Argos no veía ninguna línea de razonamiento concreta para discutir eso, pero aún así preguntó:

—¿Por qué has vuelto a traerla aquí?

—La simetría me resultaba interesante —respondió Xhanthix—. Admito que es una especie de predilección humana, pero incluso así. ¿Responde esto a todas tus preguntas? Porque estoy ansioso por continuar. Mi nave ha detectado niveles excesivos de radiación magnética creciente en la atmósfera de tu planeta y no me gustaría que ningún retraso imprevisto afectase a mis instrumentos.

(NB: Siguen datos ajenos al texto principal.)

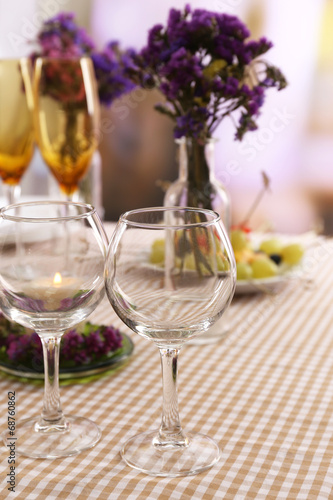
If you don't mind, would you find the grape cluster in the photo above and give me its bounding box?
[230,228,304,280]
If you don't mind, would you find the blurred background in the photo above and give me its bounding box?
[0,0,333,234]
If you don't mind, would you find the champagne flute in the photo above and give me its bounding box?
[0,201,107,458]
[34,57,99,200]
[0,58,34,204]
[105,207,236,477]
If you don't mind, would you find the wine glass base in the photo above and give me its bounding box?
[121,431,221,477]
[2,415,101,458]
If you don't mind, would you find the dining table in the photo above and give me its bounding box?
[0,223,333,500]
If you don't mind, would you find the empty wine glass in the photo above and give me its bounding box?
[0,57,34,204]
[105,207,236,477]
[0,201,107,458]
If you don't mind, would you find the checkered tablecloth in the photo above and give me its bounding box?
[0,228,333,500]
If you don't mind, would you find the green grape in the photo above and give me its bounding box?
[251,257,279,279]
[230,229,248,252]
[149,240,165,264]
[281,243,304,266]
[216,255,230,271]
[259,238,283,255]
[236,262,253,280]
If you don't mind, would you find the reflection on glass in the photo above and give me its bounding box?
[34,57,99,199]
[0,58,34,204]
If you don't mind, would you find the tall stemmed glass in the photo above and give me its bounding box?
[105,207,236,477]
[0,58,34,204]
[0,201,108,458]
[34,57,99,201]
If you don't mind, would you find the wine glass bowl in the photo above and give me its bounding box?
[34,57,99,199]
[105,207,236,477]
[0,201,107,458]
[0,58,34,204]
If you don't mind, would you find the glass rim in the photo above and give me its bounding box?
[119,207,221,229]
[34,54,92,63]
[0,200,96,223]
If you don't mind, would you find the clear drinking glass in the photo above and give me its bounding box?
[105,207,236,477]
[0,201,108,458]
[0,57,34,204]
[33,57,100,200]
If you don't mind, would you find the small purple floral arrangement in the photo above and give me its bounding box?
[0,313,123,372]
[136,5,287,140]
[31,12,135,106]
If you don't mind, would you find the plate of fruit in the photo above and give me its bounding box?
[230,227,304,294]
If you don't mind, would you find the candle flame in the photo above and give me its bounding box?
[53,273,62,285]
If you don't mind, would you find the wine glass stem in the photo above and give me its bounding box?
[37,334,68,431]
[154,348,189,448]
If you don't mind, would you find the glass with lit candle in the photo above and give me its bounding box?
[0,201,108,458]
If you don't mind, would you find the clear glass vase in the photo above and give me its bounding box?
[164,138,230,233]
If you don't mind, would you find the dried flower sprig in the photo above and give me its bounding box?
[0,313,123,372]
[132,5,287,140]
[31,12,135,106]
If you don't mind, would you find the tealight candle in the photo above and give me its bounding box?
[23,272,80,311]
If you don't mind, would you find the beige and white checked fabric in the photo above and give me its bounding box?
[0,228,333,500]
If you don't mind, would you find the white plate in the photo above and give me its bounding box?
[235,274,289,295]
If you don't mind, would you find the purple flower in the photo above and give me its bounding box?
[136,5,286,139]
[32,12,136,106]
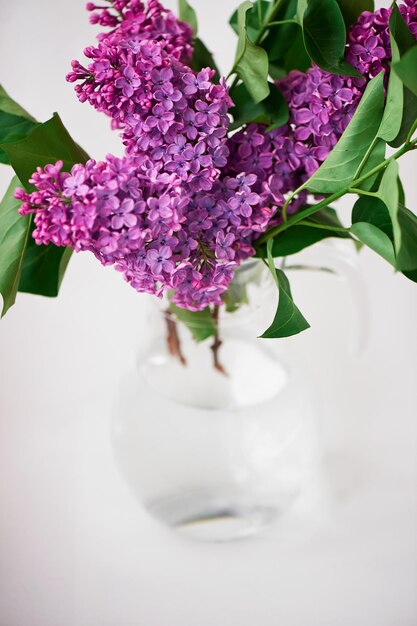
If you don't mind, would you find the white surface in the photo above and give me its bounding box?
[0,0,417,626]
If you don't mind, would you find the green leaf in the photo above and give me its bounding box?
[389,87,417,148]
[302,0,360,77]
[351,222,395,267]
[233,0,269,102]
[337,0,375,28]
[360,139,387,191]
[0,85,36,165]
[0,85,36,124]
[261,268,310,339]
[2,114,88,297]
[258,208,349,258]
[19,238,72,298]
[306,72,384,194]
[352,196,394,241]
[229,0,270,41]
[403,270,417,283]
[389,4,417,148]
[222,275,249,313]
[389,2,416,56]
[364,160,401,251]
[229,83,289,130]
[397,204,417,272]
[191,37,220,81]
[351,196,395,267]
[378,33,404,142]
[178,0,198,37]
[284,26,311,73]
[392,46,417,96]
[0,113,88,191]
[0,111,36,165]
[0,176,32,317]
[169,302,217,341]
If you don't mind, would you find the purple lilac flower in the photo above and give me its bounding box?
[16,0,417,310]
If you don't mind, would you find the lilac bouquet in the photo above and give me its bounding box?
[0,0,417,338]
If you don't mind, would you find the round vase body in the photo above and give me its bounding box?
[113,263,317,540]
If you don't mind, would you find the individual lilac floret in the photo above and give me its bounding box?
[346,9,391,80]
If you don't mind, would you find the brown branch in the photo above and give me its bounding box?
[165,311,187,365]
[211,305,227,376]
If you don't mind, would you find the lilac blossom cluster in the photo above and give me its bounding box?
[67,1,232,192]
[16,155,271,310]
[227,0,417,220]
[17,0,417,310]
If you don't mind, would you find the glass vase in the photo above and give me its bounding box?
[113,261,318,540]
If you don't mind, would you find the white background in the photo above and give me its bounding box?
[0,0,417,626]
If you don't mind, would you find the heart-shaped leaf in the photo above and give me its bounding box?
[257,207,349,258]
[302,0,360,77]
[307,72,385,194]
[261,239,310,339]
[261,268,310,339]
[351,196,395,267]
[397,203,417,272]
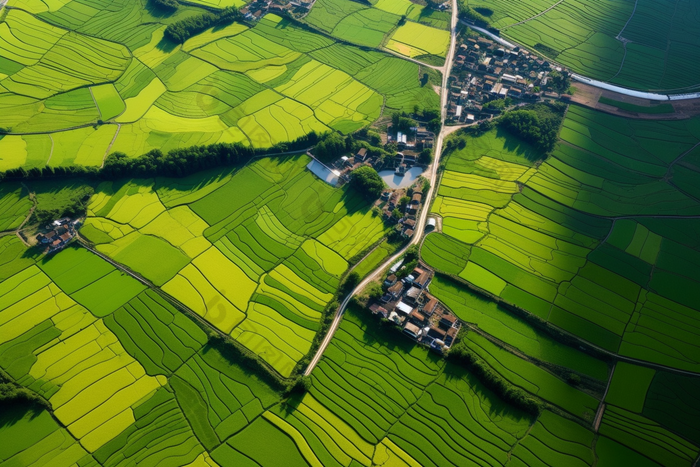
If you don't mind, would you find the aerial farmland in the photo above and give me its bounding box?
[0,0,700,467]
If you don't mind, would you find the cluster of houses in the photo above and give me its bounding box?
[369,263,461,353]
[447,37,561,123]
[36,217,80,254]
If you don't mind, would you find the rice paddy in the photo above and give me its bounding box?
[80,156,385,377]
[304,0,450,59]
[0,0,700,467]
[0,0,438,170]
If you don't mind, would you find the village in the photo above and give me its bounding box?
[307,120,435,239]
[447,32,569,124]
[36,217,81,255]
[368,261,461,353]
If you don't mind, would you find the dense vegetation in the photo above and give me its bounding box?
[448,334,542,415]
[0,132,322,180]
[164,7,241,44]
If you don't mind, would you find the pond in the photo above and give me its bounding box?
[379,166,423,189]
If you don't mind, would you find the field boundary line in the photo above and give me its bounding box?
[46,133,54,165]
[500,0,564,31]
[433,266,700,377]
[304,0,459,376]
[615,0,639,41]
[100,123,122,169]
[593,362,617,433]
[77,237,291,384]
[88,86,103,120]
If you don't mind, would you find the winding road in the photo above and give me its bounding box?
[304,0,458,376]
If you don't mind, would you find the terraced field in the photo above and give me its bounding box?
[0,0,438,170]
[461,0,700,91]
[77,156,384,377]
[305,0,450,59]
[424,107,700,371]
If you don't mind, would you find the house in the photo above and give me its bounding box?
[422,296,438,316]
[438,313,457,330]
[445,328,459,347]
[427,326,446,342]
[369,303,389,319]
[404,287,423,305]
[387,191,401,211]
[387,282,403,300]
[36,230,57,243]
[408,308,428,326]
[413,272,431,289]
[394,302,413,316]
[389,311,406,324]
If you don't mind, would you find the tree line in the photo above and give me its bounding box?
[0,131,322,182]
[499,102,566,152]
[163,6,241,44]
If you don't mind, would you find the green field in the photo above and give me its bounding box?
[0,0,438,170]
[0,0,700,467]
[79,156,385,377]
[461,0,700,92]
[423,106,700,371]
[304,0,450,59]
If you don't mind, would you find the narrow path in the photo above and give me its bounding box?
[381,47,445,73]
[304,0,458,376]
[76,236,288,380]
[501,0,564,31]
[615,0,639,41]
[46,133,54,165]
[593,363,617,433]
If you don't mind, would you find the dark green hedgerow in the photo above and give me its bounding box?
[447,341,543,416]
[499,102,566,152]
[0,132,328,181]
[207,329,294,392]
[163,7,241,44]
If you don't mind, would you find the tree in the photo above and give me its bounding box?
[418,149,433,165]
[163,7,241,44]
[285,376,312,396]
[499,103,566,152]
[425,118,442,134]
[350,165,384,201]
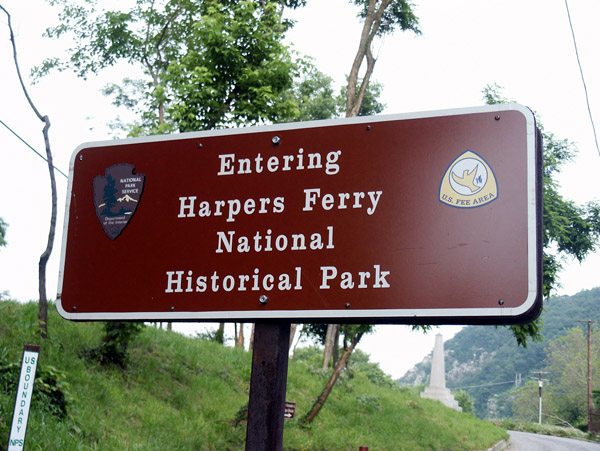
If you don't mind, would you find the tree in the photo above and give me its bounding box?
[454,390,475,414]
[482,84,600,347]
[0,5,58,339]
[303,0,420,423]
[36,0,304,135]
[0,218,8,247]
[346,0,421,117]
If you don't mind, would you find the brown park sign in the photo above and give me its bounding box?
[58,104,542,324]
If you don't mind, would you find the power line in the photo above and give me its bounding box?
[451,381,515,390]
[0,119,69,180]
[565,0,600,155]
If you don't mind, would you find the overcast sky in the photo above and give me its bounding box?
[0,0,600,377]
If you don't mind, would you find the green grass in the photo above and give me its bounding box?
[0,301,508,451]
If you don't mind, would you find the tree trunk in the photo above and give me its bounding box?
[215,323,225,344]
[248,323,256,351]
[235,323,244,349]
[346,0,392,117]
[290,324,298,349]
[331,324,345,368]
[0,5,57,339]
[323,324,336,370]
[303,332,363,424]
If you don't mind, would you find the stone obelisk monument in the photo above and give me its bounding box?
[421,334,462,412]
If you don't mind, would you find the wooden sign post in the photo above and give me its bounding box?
[246,321,290,451]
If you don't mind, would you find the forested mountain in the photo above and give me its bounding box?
[398,287,600,418]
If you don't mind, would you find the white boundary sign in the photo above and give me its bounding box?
[7,345,40,451]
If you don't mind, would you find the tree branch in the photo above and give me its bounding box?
[0,5,57,339]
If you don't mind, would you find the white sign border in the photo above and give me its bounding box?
[56,103,542,324]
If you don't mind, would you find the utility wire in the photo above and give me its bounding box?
[0,119,69,180]
[565,0,600,155]
[450,381,515,390]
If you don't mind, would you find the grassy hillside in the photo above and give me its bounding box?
[0,301,507,451]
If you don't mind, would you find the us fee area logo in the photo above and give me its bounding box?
[440,150,498,208]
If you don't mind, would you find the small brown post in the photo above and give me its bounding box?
[246,321,290,451]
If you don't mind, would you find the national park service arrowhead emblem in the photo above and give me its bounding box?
[93,163,146,240]
[440,150,498,208]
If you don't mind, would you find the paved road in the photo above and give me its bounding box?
[508,431,600,451]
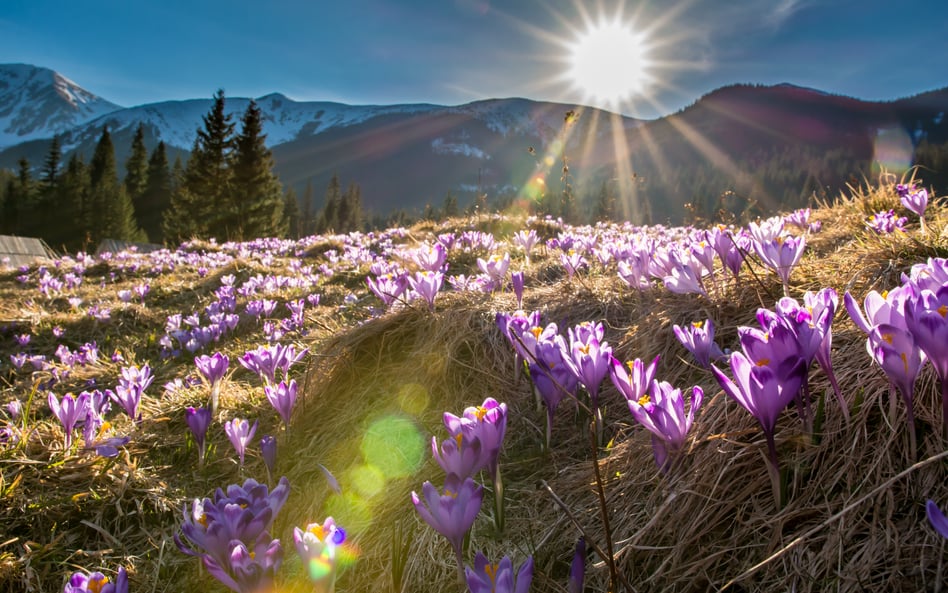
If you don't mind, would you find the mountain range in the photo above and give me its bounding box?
[0,64,948,222]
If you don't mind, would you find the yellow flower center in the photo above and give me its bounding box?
[484,564,500,591]
[306,523,326,541]
[86,577,109,593]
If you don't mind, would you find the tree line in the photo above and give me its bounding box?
[0,91,366,251]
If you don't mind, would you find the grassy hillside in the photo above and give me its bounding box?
[0,178,948,593]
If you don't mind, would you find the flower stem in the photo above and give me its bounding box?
[589,415,619,593]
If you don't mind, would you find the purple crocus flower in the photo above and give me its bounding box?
[408,271,444,311]
[866,323,924,450]
[224,418,258,467]
[609,356,659,410]
[560,249,589,280]
[899,188,928,233]
[511,229,540,266]
[905,283,948,436]
[627,380,704,471]
[925,499,948,538]
[866,210,908,235]
[565,322,612,416]
[293,517,346,592]
[431,430,484,480]
[201,532,283,593]
[63,566,128,593]
[174,477,290,566]
[711,346,806,472]
[184,406,211,465]
[82,408,132,457]
[263,379,297,431]
[47,392,89,451]
[365,272,408,307]
[497,311,542,362]
[754,236,806,293]
[510,270,523,309]
[708,225,747,278]
[672,319,725,369]
[194,352,230,386]
[108,383,142,422]
[238,344,309,384]
[194,352,230,416]
[411,476,484,572]
[260,434,276,484]
[464,552,533,593]
[477,253,510,292]
[443,397,507,478]
[411,243,448,272]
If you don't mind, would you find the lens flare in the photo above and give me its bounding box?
[872,128,914,175]
[362,416,425,479]
[569,20,651,105]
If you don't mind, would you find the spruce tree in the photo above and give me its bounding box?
[135,142,171,243]
[88,128,143,244]
[163,90,234,240]
[125,123,148,212]
[339,183,362,233]
[229,99,286,240]
[300,178,316,237]
[593,181,616,222]
[42,136,63,188]
[57,153,91,251]
[319,173,342,233]
[441,191,459,218]
[3,158,36,236]
[283,187,303,239]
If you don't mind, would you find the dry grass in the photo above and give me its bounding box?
[0,182,948,593]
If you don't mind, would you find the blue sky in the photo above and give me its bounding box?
[0,0,948,118]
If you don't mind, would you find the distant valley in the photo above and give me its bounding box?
[0,64,948,222]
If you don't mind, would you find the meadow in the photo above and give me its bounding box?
[0,179,948,593]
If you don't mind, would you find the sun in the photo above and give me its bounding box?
[568,20,652,105]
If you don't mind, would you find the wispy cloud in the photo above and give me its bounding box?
[765,0,810,29]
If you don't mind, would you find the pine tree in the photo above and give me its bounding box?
[42,136,63,188]
[88,128,143,243]
[3,158,35,235]
[57,153,91,251]
[135,142,172,243]
[318,173,342,233]
[301,178,316,236]
[342,183,363,233]
[228,99,284,240]
[441,191,460,218]
[593,181,616,221]
[163,90,234,239]
[283,187,303,239]
[125,123,148,212]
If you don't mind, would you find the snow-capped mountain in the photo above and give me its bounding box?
[0,64,121,148]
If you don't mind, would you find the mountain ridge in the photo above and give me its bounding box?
[0,66,948,221]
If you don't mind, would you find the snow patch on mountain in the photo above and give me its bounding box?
[0,64,121,148]
[431,138,490,161]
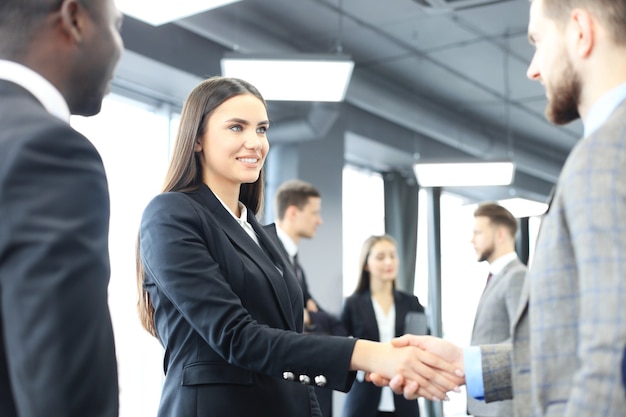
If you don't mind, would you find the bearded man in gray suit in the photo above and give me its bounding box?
[467,203,526,417]
[372,0,626,417]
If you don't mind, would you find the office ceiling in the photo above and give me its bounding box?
[113,0,582,200]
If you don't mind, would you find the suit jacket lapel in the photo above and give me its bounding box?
[190,184,302,329]
[393,290,409,337]
[359,291,380,341]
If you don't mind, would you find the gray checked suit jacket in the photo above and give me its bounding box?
[482,102,626,417]
[467,258,527,417]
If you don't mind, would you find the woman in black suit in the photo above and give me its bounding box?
[341,235,424,417]
[137,77,459,417]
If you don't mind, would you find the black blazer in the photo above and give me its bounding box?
[341,291,424,417]
[0,80,119,417]
[263,223,348,336]
[140,185,355,417]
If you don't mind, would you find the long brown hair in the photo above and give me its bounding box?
[136,77,267,337]
[354,235,398,294]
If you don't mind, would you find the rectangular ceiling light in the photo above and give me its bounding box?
[222,54,354,101]
[413,161,515,187]
[115,0,240,26]
[498,197,548,218]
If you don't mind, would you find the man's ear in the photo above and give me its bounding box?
[59,0,84,43]
[285,204,299,219]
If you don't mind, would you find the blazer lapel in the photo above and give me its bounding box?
[190,184,302,329]
[393,290,409,337]
[359,291,380,341]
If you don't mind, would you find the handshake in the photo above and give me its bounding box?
[355,334,465,401]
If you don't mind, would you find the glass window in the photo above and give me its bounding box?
[71,95,171,417]
[342,165,385,297]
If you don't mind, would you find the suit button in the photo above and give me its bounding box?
[315,375,327,387]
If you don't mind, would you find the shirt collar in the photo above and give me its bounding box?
[276,224,298,259]
[584,83,626,137]
[213,193,259,244]
[489,252,517,275]
[0,59,70,123]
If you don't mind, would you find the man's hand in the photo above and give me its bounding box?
[367,335,465,399]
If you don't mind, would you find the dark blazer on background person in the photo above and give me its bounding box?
[481,101,626,417]
[0,80,119,417]
[263,223,348,417]
[263,223,348,336]
[341,290,424,417]
[467,258,527,417]
[140,185,356,417]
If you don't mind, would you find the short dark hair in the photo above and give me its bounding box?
[531,0,626,45]
[274,180,321,220]
[474,203,517,237]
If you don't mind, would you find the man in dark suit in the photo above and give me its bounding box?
[467,203,526,417]
[265,180,347,417]
[0,0,122,417]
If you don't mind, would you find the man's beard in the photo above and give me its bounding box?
[546,54,581,125]
[478,245,495,262]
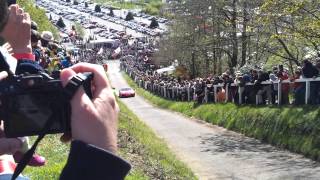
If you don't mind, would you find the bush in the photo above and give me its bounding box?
[125,12,134,21]
[149,18,159,29]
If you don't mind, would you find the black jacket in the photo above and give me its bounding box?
[60,141,131,180]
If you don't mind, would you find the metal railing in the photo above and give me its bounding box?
[122,66,320,105]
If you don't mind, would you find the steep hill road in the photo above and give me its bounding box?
[108,61,320,180]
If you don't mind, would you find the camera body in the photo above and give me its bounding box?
[0,74,71,137]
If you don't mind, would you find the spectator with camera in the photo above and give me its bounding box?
[0,1,130,179]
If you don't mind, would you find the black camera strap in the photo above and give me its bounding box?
[11,73,93,180]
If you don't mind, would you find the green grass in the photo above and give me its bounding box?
[124,74,320,161]
[119,102,196,180]
[17,0,60,40]
[23,102,196,180]
[23,135,69,180]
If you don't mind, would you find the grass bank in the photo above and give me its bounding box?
[23,102,196,180]
[124,74,320,161]
[17,0,60,39]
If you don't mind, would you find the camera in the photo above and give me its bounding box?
[7,0,17,6]
[0,73,93,137]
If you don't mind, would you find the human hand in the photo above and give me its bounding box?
[0,4,32,53]
[60,63,119,153]
[0,71,22,155]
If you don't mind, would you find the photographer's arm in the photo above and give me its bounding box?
[60,63,130,179]
[0,71,22,156]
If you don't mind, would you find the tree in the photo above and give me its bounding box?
[94,4,101,12]
[57,17,66,28]
[125,12,134,21]
[149,18,159,29]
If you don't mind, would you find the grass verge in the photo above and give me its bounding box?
[23,102,196,180]
[119,99,196,180]
[124,74,320,161]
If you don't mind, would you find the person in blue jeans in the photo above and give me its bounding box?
[0,1,131,180]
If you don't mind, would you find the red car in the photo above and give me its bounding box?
[119,88,136,98]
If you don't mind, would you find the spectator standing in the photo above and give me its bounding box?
[302,59,319,104]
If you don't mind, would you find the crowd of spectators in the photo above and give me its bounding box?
[0,1,130,179]
[121,48,320,105]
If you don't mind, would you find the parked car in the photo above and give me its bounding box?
[119,88,136,98]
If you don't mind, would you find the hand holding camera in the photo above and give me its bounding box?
[60,63,119,152]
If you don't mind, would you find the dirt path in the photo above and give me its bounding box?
[108,61,320,180]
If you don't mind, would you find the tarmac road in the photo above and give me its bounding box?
[107,61,320,180]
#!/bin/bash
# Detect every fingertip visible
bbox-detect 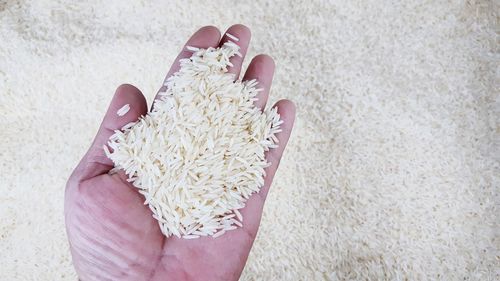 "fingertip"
[252,54,276,70]
[274,99,297,117]
[109,84,148,118]
[227,23,252,38]
[191,25,221,41]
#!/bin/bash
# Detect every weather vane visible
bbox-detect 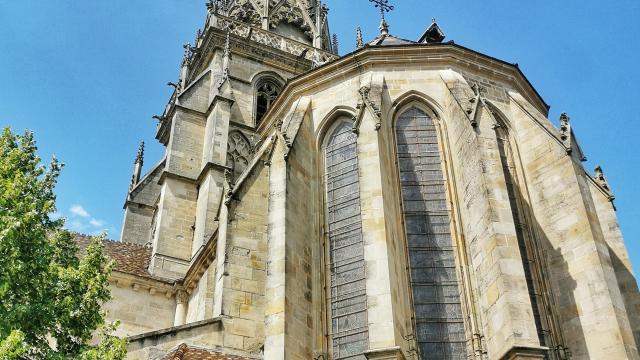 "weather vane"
[369,0,394,20]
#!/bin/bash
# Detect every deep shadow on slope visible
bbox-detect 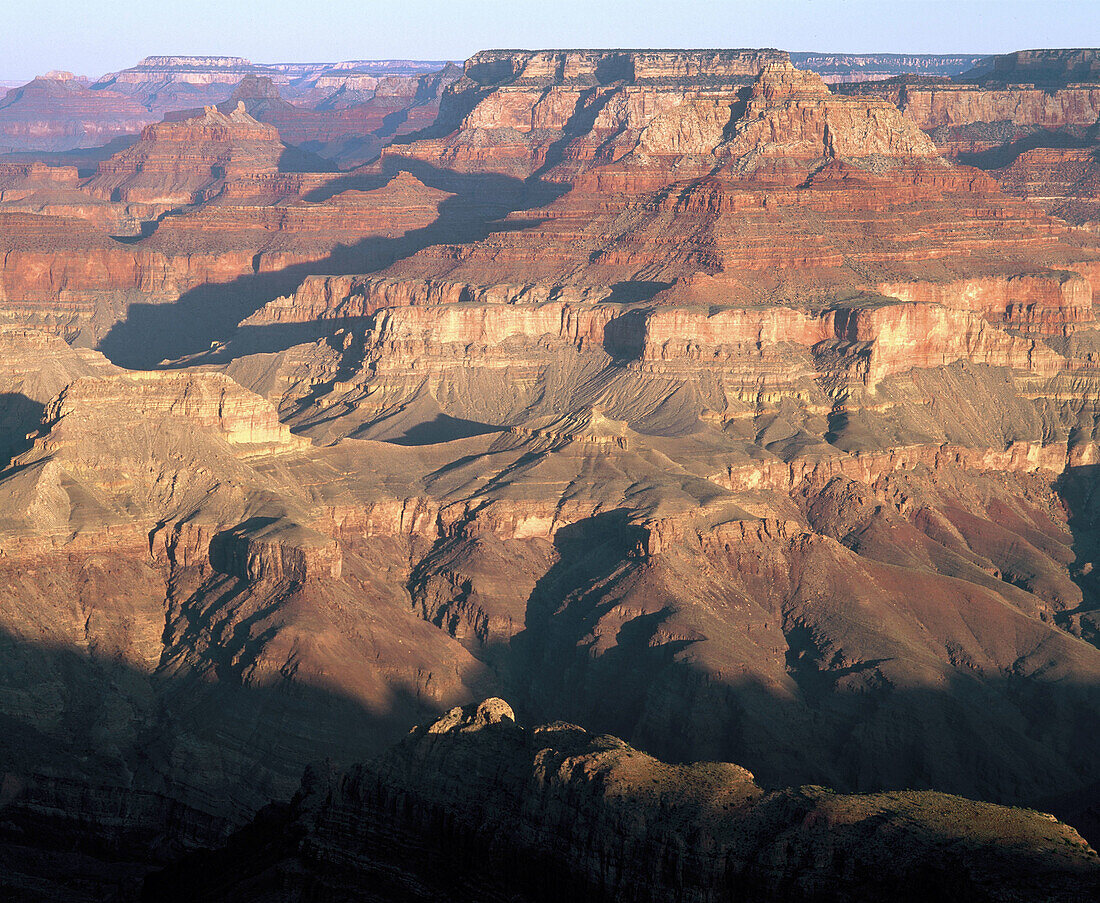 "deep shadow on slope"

Argos ya había observado esto antes de abandonar Prometeo. Esas fluctuaciones eran comunes, pero las estaba controlando de todos modos. Xhanthix tenía razón, por supuesto, la radiación magnética podría alterar los resultados geológicos de sus instrumentos de codificación. Finalmente asintió.

—Hay algunas muestras esperándote en las minas. Hemos venido para escoltarte.

Xhanthix inclinó la cabeza para indicar su conformidad antes de lanzar un conjunto de código binario mecánico a sus servidores, que empezaron a animarse.

—Ir delante.

Argos se volvió en dirección a las minas. No estaban lejos. Orgento le seguía a su lado mientras dirigían al grupo.

—Maestro, estoy preocupado —confesó—. ¿Qué ha pasado? Por un momento he pensado que…

—Yo también, hermano —le interrumpió Argos—. Yo también.

Después guardaron silencio, pero el velo de ruido estático persistía.